We can also visually see some of the relationships. Look up and down the int_rate column. Generally, there are more orange dots when the interest rate is higher. Look at the second row, second column. The mean of the smaller density is to the right of the larger one. The smaller one has an orange border and shows the distribution of interest rates on the loans that defaulted.
Look at the third row, second column. There are more orange dots in the higher interest rate, shorter employment length part of the distribution. Look at the fifth row, second column. Loans that defaulted tended to be younger and with higher interest rates.
I am going to clean up two of the outliers - the one for annual income and the one for age. I’ll also drop any row with a missing value.
When done, I’ll re-check my data.
loans = loans[loans['annual_inc'] < 6000000]
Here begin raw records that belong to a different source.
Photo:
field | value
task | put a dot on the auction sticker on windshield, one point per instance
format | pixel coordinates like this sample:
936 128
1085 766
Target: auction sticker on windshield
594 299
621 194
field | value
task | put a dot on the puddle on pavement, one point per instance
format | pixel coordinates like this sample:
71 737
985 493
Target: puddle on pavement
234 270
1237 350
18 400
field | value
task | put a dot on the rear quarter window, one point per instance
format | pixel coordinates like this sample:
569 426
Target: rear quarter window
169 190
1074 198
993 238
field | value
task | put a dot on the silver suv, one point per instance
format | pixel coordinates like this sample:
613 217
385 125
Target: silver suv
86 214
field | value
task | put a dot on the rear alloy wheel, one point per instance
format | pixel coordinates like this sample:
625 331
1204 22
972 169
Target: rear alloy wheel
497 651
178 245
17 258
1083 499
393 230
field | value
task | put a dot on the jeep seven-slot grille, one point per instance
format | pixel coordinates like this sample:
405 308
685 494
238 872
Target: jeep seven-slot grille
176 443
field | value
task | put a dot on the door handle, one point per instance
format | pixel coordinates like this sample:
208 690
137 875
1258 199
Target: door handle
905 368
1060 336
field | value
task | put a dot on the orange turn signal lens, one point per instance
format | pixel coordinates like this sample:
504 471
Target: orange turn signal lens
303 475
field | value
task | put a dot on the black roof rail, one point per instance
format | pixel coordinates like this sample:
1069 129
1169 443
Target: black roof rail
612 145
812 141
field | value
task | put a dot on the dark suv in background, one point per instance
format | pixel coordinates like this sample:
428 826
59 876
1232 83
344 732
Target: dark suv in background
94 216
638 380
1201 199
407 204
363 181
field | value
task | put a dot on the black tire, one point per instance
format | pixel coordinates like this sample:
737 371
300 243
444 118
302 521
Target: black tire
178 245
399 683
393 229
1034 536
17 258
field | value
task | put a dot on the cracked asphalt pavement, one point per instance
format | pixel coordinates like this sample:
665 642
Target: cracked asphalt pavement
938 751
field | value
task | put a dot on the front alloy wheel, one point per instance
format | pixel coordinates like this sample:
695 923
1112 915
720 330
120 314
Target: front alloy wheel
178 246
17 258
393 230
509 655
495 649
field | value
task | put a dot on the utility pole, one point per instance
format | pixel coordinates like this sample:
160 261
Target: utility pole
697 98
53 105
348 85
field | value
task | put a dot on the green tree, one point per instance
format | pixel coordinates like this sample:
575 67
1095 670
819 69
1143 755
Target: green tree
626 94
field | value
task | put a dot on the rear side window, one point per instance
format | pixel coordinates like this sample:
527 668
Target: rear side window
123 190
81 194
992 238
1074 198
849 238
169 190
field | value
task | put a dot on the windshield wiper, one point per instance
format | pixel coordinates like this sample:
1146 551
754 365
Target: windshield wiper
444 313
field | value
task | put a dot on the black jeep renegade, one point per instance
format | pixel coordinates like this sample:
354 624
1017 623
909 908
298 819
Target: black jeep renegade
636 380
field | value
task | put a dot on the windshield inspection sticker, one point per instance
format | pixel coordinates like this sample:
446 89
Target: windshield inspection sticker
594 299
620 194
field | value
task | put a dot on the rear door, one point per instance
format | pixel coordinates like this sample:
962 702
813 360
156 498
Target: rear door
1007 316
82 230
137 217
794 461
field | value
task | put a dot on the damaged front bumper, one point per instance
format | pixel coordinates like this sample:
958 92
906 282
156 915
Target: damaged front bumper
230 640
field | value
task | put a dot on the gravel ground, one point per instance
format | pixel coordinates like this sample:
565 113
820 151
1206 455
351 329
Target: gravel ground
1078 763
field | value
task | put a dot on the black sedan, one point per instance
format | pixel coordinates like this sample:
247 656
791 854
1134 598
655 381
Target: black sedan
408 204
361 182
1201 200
loans = loans[loans['age'] < 144]
loans = loans.dropna()
loans.describe(include='all')
loan_status | loan_amnt | int_rate | grade | emp_length | home_ownership | annual_inc | age | |
---|---|---|---|---|---|---|---|---|
count | 25570.000000 | 25570.000000 | 25570.000000 | 25570 | 25570.000000 | 25570 | 2.557000e+04 | 25570.000000 |
unique | NaN | NaN | NaN | 7 | NaN | 4 | NaN | NaN |
top | NaN | NaN | NaN | A | NaN | RENT | NaN | NaN |
freq | NaN | NaN | NaN | 8412 | NaN | 13015 | NaN | NaN |
mean | 0.109190 | 9655.154478 | 11.034409 | NaN | 6.127219 | NaN | 6.750489e+04 | 27.695190 |
std | 0.311884 | 6324.540307 | 3.228964 | NaN | 6.653610 | NaN | 5.214082e+04 | 6.163362 |
min | 0.000000 | 500.000000 | 5.420000 | NaN | 0.000000 | NaN | 4.000000e+03 | 20.000000 |
25% | 0.000000 | 5000.000000 | 7.900000 | NaN | 2.000000 | NaN | 4.000000e+04 | 23.000000 |
50% | 0.000000 | 8000.000000 | 10.990000 | NaN | 4.000000 | NaN | 5.700600e+04 | 26.000000 |
75% | 0.000000 | 12500.000000 | 13.480000 | NaN | 8.000000 | NaN | 8.000400e+04 | 30.000000 |
max | 1.000000 | 35000.000000 | 23.220000 | NaN | 62.000000 | NaN | 2.039784e+06 | 84.000000 |
That seems better. Note that each variable now has the same count. Only rows with all of the information are included. This isn’t necessarily best practices when it comes to data. You want to know why your data are missing. You can sometimes fill in the missing data using a variety of methods, as well.
We can also use the basic pd.crosstabs
function from pandas
to look at variables across our categorical data.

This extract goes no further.